Sibélius appelle cette fois cinq volontaires à monter sur scène. Dans ses jupes de mousseline indienne et son caraco pervenche, longs cheveux noirs et raides balayant les épaules, Nathalie est la première à se précipiter.

L'hypnotiseur distribue des bananes à ses hôtes et leur propose de les ouvrir et de les goûter. L'un après l'autre, ils avalent.

— Quel goût a ce fruit? demande-t-il.

— Banane, répondent-ils en chœur.

— Très bien. Je vais vous affirmer maintenant qu'il ne s'agit plus d'une banane mais d'un citron. Un citron, un citron, un citron acide!

Nathalie entreprend d'examiner avec insistance la banane qu'elle tient entre ses mains et Sibélius l'interpelle aussitôt.

— Vous portez de jolies lunettes dorées, mademoiselle. Êtes-vous myope ou presbyte?

— Myope, répond la jeune fille.

— Alors, désolé. Ce tour ne fonctionne pas avec les myopes. Retournez à votre place. Un autre volontaire, s'il vous plaît, et sans lunettes de préférence.

Nathalie retourne vers ses frères:

— Il m'a virée car j'ai détecté la supercherie. Il y a un petit trou dans la peau de la banane. Il a dû y injecter du jus de citron avec une seringue.

Sur la scène, tous les volontaires sont en train d'éplucher leur fruit et d'affirmer à tour de rôle avoir effectivement perçu un goût de citron dans le bas de la banane.

Applaudissements.
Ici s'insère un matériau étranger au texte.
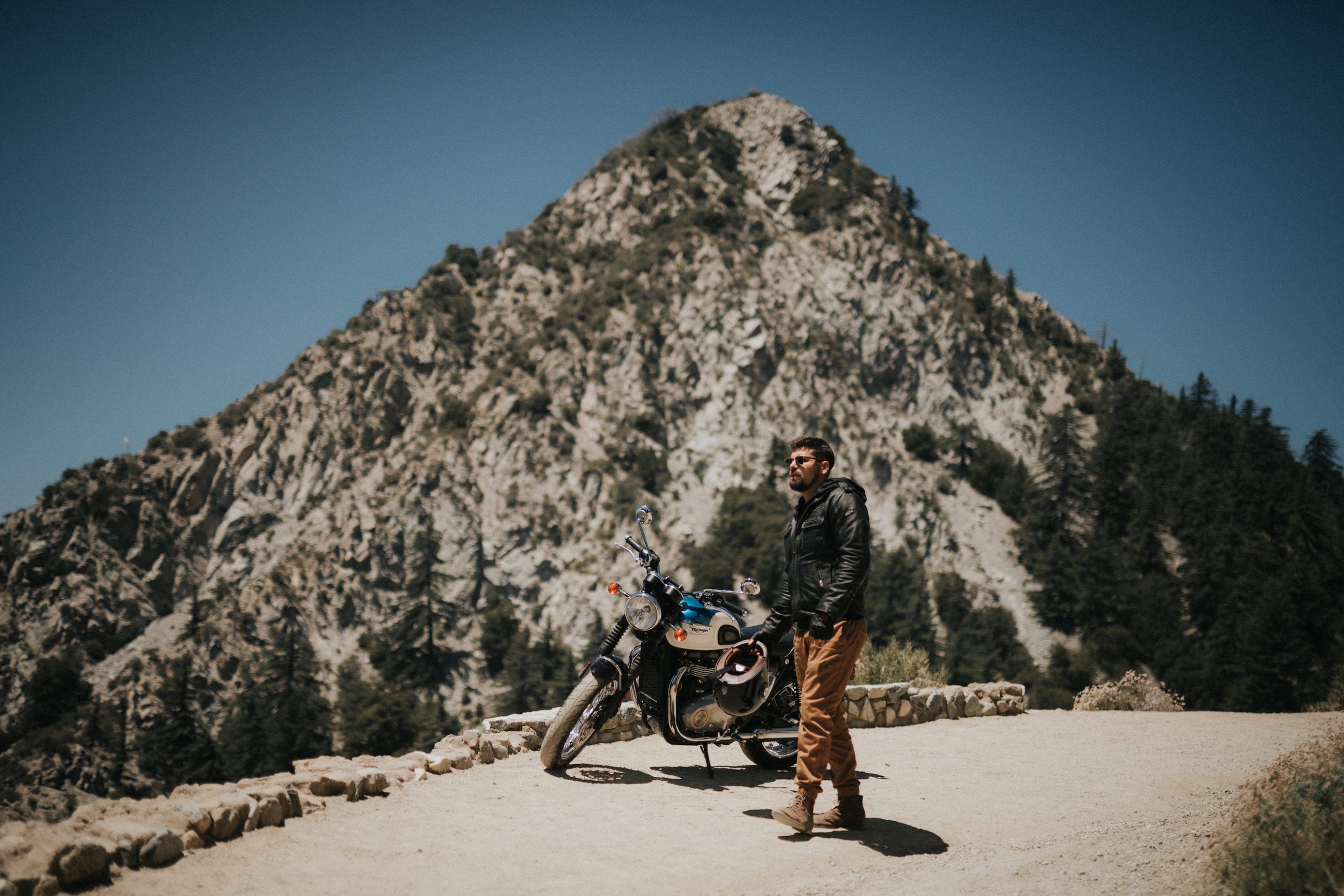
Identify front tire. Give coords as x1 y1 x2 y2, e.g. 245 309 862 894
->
542 672 621 771
741 740 799 771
Nathalie Kim se lève et s'exclame:

— C'est un imposteur! dit-elle, furieuse, et, dominant les clameurs, elle dévoile le stratagème.

Il y a un instant de stupeur dans la salle puis on entend des «remboursez, remboursez». Sous les sifflets et les huées, Sibélius s'empresse de disparaître dans les coulisses. Le rideau retombe tandis que les volontaires regagnent leur place, la mine déconfite.
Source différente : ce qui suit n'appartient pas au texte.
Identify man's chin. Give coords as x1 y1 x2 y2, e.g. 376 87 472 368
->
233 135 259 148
Nathalie, elle, profite du tohu-bohu pour se faufiler dans la loge où l'artiste, assis devant une coiffeuse, se démaquille déjà en prenant garde à ne pas tacher son costume de scène.

— Quel culot de venir ici! Ah, je ne vous dis pas merci, mademoiselle. Vous m'avez gâché tous mes effets. Sortez immédiatement de ma loge, je vous prie.

Nathalie n'est pas impressionnée.

— Vous discréditez l'hypnose, quel dommage! Sans doute n'avez-vous pas suffisamment confiance en elle mais moi je sais qu'elle fonctionne et que la méthode devrait sortir des spectacles de cirque et des scènes de variétés pour entrer dans les universités et les laboratoires.

— Vous avez raison, dit Sibélius, plus calmement, en continuant à se passer une éponge sur le visage. L'hypnose fonctionne, mais pas à tous les coups. Or moi, je ne peux pas prendre le risque de rater une représentation. Je suis donc contraint de prendre mes «précautions».

— Quelles précautions?

— Puisque vous vous intéressez à l'hypnose, vous savez qu'elle ne marche qu'avec 20 % des gens. Sig-mund Freud s'en était avisé quand il utilisait cette méthode avec ses patients. Pour mes spectacles, je suis donc contraint d'avoir recours à des compères qui entraîneront les vrais volontaires.